= Esther Hautzig =

American writer

Esther R. Hautzig (אסתר האוציג, October 18, 1930 – November 1, 2009, in America) was a Polish-born American writer, best known for her award-winning book The Endless Steppe (1968).

==Biography==
Esther Hautzig (previously known as Esther Rudomin) was born in Vilna, Poland (present-day Vilnius, Lithuania). Her childhood was gravely interrupted by the beginning of World War II and the conquest in 1941 of eastern Poland by Soviet troops. Her family was uprooted and deported to Rubtsovsk, Siberia, where Esther spent the next five years in harsh exile. Her award-winning novel The Endless Steppe is an autobiographical account of those years in Siberia. After the war, when she was 15, she and her family moved back to Poland, although in her heart, Esther wanted to stay. Hautzig reportedly wrote The Endless Steppe at the prompting of Presidential candidate Adlai Stevenson, to whom she had written after reading his articles about his visit to Rubtsovsk.

==Personal life and death==
Rudomin met Walter Hautzig, a concert pianist, while en route to America on a student visa in 1947. They married in 1950, and had two children, Deborah, a children's author, and David. She died on November 1, 2009, aged 79, from a combination of congestive heart failure and complications from Alzheimer's disease.

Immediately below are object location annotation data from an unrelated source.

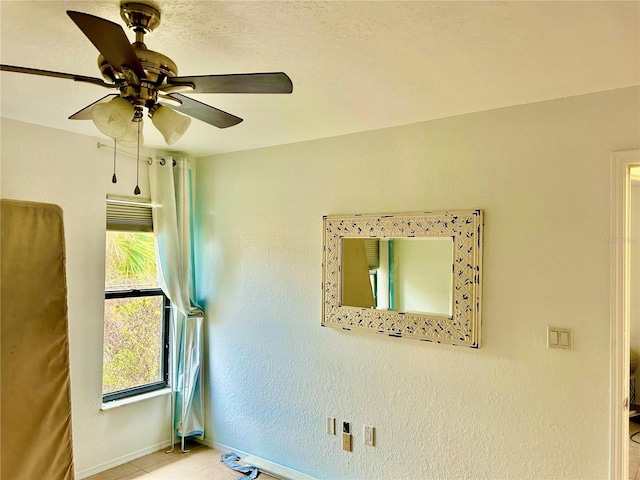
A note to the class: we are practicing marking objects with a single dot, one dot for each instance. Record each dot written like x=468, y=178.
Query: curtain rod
x=162, y=161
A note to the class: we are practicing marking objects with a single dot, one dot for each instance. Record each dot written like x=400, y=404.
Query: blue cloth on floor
x=231, y=460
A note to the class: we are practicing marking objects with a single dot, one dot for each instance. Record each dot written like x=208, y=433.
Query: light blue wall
x=511, y=409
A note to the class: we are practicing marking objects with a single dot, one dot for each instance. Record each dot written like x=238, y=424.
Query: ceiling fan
x=148, y=79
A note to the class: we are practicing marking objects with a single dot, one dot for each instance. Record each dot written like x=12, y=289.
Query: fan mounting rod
x=141, y=18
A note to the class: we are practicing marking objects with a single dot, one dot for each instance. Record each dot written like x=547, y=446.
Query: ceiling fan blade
x=85, y=113
x=277, y=82
x=48, y=73
x=204, y=112
x=110, y=40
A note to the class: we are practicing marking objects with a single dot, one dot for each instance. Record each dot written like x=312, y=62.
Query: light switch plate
x=331, y=425
x=346, y=442
x=558, y=337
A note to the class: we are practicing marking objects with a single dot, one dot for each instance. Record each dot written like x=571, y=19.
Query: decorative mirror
x=416, y=275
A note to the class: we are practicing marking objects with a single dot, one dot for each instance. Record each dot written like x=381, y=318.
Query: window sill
x=134, y=399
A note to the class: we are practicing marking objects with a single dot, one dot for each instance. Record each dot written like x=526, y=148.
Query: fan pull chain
x=114, y=179
x=137, y=189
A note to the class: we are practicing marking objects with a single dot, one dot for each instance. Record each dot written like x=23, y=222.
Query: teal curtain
x=172, y=197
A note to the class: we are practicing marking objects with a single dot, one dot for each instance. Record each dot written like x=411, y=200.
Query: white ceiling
x=354, y=65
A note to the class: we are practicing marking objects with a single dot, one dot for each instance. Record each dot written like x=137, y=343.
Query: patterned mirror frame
x=466, y=229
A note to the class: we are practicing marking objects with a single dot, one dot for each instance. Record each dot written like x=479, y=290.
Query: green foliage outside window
x=132, y=354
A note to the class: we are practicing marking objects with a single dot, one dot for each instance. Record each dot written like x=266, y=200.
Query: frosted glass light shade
x=130, y=138
x=113, y=118
x=170, y=123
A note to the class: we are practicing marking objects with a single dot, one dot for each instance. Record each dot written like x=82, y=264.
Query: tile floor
x=201, y=463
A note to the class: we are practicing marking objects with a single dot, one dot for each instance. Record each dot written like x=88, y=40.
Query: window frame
x=166, y=315
x=131, y=214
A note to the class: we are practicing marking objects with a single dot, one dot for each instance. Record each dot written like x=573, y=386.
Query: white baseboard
x=121, y=460
x=266, y=466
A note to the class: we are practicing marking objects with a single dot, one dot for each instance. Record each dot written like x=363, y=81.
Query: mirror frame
x=465, y=226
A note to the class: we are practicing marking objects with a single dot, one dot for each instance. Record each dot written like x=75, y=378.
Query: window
x=136, y=311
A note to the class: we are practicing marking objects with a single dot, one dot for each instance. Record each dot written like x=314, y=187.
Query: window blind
x=129, y=214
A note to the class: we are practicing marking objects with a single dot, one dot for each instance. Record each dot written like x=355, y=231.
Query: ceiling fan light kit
x=113, y=118
x=170, y=123
x=130, y=138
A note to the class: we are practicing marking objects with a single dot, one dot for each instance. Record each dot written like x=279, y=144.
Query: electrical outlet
x=331, y=425
x=346, y=442
x=369, y=435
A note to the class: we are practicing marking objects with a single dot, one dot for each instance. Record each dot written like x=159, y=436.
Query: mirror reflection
x=398, y=274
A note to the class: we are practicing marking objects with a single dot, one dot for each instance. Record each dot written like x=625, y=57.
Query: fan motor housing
x=156, y=65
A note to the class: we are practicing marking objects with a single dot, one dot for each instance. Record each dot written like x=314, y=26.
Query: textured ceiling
x=354, y=65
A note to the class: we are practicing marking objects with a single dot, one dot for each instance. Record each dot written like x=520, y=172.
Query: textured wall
x=511, y=409
x=47, y=165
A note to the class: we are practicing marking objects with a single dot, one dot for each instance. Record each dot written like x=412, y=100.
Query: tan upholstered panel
x=36, y=402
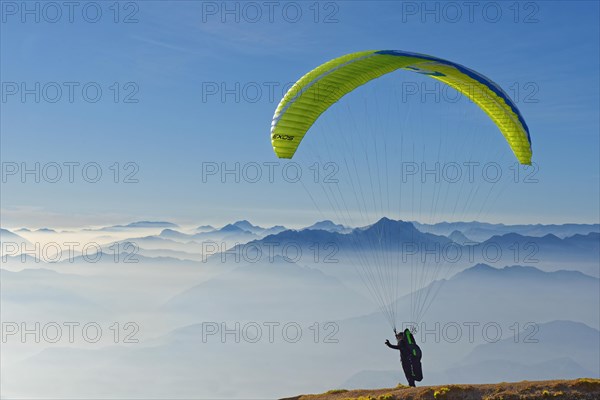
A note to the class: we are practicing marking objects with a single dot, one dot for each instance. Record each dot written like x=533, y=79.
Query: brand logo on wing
x=282, y=137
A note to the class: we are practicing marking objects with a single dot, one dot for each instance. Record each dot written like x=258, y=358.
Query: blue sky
x=175, y=58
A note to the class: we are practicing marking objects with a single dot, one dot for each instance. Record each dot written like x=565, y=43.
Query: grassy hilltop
x=578, y=389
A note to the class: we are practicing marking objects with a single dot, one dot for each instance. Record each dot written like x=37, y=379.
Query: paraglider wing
x=316, y=91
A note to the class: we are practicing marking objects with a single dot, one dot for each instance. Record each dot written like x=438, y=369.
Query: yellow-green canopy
x=316, y=91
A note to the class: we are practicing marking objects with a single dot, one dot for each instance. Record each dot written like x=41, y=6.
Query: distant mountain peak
x=327, y=225
x=459, y=238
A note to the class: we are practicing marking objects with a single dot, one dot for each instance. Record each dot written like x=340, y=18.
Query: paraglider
x=410, y=355
x=316, y=91
x=319, y=89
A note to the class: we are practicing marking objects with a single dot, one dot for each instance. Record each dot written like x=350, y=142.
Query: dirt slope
x=578, y=389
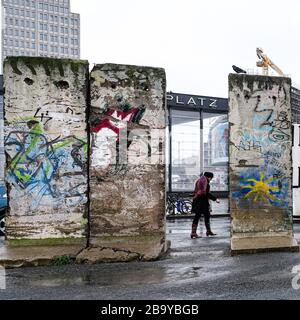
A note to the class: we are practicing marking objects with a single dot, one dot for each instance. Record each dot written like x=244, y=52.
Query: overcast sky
x=196, y=41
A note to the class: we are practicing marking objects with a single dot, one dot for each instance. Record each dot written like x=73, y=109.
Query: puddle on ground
x=145, y=276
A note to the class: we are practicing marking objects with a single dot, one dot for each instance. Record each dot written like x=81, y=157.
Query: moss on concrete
x=49, y=64
x=45, y=242
x=238, y=80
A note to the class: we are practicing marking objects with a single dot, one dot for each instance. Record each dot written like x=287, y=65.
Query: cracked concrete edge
x=81, y=256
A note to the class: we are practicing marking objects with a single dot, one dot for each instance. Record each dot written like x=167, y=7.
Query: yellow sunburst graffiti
x=261, y=190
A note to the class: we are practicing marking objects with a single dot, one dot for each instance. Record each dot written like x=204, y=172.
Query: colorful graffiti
x=36, y=163
x=116, y=116
x=262, y=188
x=112, y=136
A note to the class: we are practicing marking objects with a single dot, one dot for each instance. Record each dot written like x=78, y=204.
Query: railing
x=2, y=224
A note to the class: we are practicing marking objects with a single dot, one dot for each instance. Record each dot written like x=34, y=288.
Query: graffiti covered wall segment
x=46, y=147
x=126, y=184
x=260, y=160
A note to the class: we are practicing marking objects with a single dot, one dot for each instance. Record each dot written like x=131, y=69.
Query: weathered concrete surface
x=296, y=169
x=199, y=269
x=34, y=256
x=127, y=167
x=46, y=148
x=260, y=163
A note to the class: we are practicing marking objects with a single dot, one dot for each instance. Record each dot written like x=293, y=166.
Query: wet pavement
x=193, y=269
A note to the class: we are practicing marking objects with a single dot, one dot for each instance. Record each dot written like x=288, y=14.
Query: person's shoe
x=195, y=236
x=210, y=234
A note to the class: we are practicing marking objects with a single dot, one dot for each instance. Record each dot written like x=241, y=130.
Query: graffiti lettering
x=248, y=145
x=280, y=125
x=42, y=116
x=35, y=162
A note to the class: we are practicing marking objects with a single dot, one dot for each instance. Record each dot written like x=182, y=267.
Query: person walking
x=201, y=204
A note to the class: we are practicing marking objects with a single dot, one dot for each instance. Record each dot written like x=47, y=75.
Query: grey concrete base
x=124, y=249
x=33, y=256
x=253, y=244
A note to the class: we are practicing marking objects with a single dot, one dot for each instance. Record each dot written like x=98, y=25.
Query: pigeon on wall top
x=238, y=70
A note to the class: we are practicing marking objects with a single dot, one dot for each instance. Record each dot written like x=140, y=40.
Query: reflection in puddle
x=111, y=278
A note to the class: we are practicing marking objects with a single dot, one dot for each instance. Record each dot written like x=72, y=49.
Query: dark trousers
x=206, y=219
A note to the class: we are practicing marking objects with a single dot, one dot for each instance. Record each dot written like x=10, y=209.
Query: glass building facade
x=198, y=142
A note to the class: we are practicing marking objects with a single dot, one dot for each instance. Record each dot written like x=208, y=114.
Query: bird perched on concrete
x=238, y=70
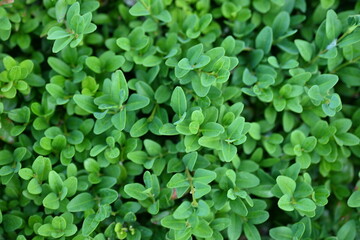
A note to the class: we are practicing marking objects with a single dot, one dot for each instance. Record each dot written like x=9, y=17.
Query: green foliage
x=179, y=119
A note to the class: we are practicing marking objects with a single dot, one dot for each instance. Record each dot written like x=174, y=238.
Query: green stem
x=192, y=189
x=345, y=64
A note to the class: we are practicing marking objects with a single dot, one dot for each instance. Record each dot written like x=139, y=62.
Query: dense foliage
x=179, y=119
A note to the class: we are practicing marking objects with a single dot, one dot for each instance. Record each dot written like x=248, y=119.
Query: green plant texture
x=180, y=119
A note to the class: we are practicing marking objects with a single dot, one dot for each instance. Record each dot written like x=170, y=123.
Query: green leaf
x=172, y=223
x=137, y=102
x=12, y=222
x=251, y=231
x=140, y=128
x=281, y=233
x=286, y=185
x=59, y=66
x=305, y=205
x=107, y=196
x=94, y=64
x=178, y=180
x=89, y=225
x=305, y=49
x=184, y=210
x=347, y=231
x=202, y=230
x=204, y=176
x=51, y=201
x=81, y=202
x=136, y=190
x=86, y=103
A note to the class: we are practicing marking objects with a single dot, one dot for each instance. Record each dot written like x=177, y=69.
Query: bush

Hautzig helped to discover and eventually publish the master's thesis in mathematics written by her uncle Ela-Chaim Cunzer (1914–1943/44) at the University of Wilno in 1937. Cunzer was taught, among others, by Antoni Zygmund. Cunzer died in a concentration camp.

==Works==
Many of Hautzig's works are books about everyday life for pre-adolescent and early adolescent children. They encourage exploration and activity.
Her Four languages books are written in English, Spanish, French, and Russian.

She maintained deep connections with the expatriate Yiddish literary community. She corresponded with Chaim Potok
and wrote the introduction for a new edition of Israel Cohen's cultural history of Vilna (Vilnius).
Hautzig's book The Endless Steppe has appeared in dozens of editions and has been translated into many languages, including Catalan, Dutch, Danish, English (Braille), French, German, Greek, Indonesian, Japanese, Sinhalese, and Swedish.

===Everyday life===
- Let's cook without cooking. New York: Crowell, 1955.
- Let's make presents. 100 gifts for less than $1.00. New York: Crowell, 1962.
- At home: A visit in four languages. Illustrated by Aliki Brandenberg. New York: Macmillan, 1968.
- In the park: An excursion in four languages. Illustrated by Ezra Jack Keats. New York: Macmillan, 1968.
- In school: Learning in four languages. Illustrated by Nonny Hogrogian. New York: Macmillan, 1969.
- Let's make more presents: Easy and inexpensive gifts for every occasion. Illustrated by Ray Skibinski. New York: Macmillan, 1973.
- Cool cooking: 16 recipes without a stove. Illustrated by Beth Peck. New York: Lothrop, Lee & Shepard Company, 1973
- Life with working parents: Practical hints for everyday situations. Illustrated by Roy Doty. New York: Macmillan, 1976.
- A gift for mama. Illustrated by Donna Diamond. New York: Puffin Books, 1981.
- Holiday treats. Illustrated by Yaroslava. New York: Macmillan, 1983.
- Make it special: cards, decorations, and party favors for holidays and other special occasions. Illustrated by Martha Weston. New York: Macmillan, 1986.
- On the air: Behind the scenes at a TV newscast. Photographs by David Hautzig. New York: Macmillan, 1991. Also available in Braille.

===Culture and history===
- The endless steppe: A girl in exile. New York: Scholastic Book Services, 1968.
- Peretz, Isaac Leib. The case against the wind, and other stories. Translated (from Yiddish). With Leon Steinmetz. New York: Macmillan, 1975.
- Peretz, Isaac Leib. The seven good years and other stories. Translated. Philadelphia: Jewish Publication Society of America, 1984.
- Remember who you are: Stories about being Jewish. New York: Crown Publishers, 1990.
- Riches. Illustrated by Donna Diamond. New York: HarperCollins, 1992. Also available in Braille.
- A picture of grandmother. Illustrated by Beth Peck. New York: Farrar Straus and Giroux, 2002. Also available in French.